Phillip Dodge, who is 41 and a Kentucky native, moved with his family to Columbia from Louisville in 1989. Before taking the reins in August of the Downtown Columbia Partnership, an organization that opened in 2014 with a goal of “making downtown a place where something is always happening,” he was director of food services for the Howard County Food Bank.
He recently shared some interesting aspects of his life with us, such as his flair for music and love of homebrewed beer.
1. Moving to Columbia changed his life.
“It was pretty much the first time I met anyone who wasn’t white and Catholic, and it was probably the greatest thing that ever happened to me,” Dodge says of his adopted hometown.
The emphasis on diversity at Columbia’s core is why he and his wife, Alison, chose to raise their two daughters, ages 8 and 10, in the planned city.
2. He and his wife run nonprofits.
Dodge met his wife in Spanish class at Oakland Mills High School in 1992. She is the executive director of the Maryland Association for Justice, a membership association for trial lawyers.
“It’s terribly nerdy, but after the girls have gone to bed, Alison and I will often have a glass of wine out on the deck, discussing the finer points of board governance, event planning and other nonprofit management topics,” he says.

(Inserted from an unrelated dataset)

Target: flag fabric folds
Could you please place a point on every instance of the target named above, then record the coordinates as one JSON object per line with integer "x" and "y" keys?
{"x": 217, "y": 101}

3. Music is his first love.
He plays electric guitar and sings “by default” in a band called Artistic Differences. The group plays “dad rock,” which he defines as “edgy enough to be cool, but not enough to scare anyone away.” Band members grew up on The Cure and R.E.M. and then transitioned to Wilco, Spoon and Modest Mouse. They play at Hysteria Brewing Company in Columbia and other area venues.
4. Vacation is a trip to a beach.
When the Dodges plan vacations, they always choose a place where the family can interact with wildlife, especially reptiles and birds of prey. He swam with bonnethead sharks while snorkeling in the Florida Keys, and discovered an osprey nest in the Outer Banks in North Carolina.
5. He home-brews beer.
He enjoys making low-alcohol, “hoppy” beers as well as sour beers that are aged with oak chips.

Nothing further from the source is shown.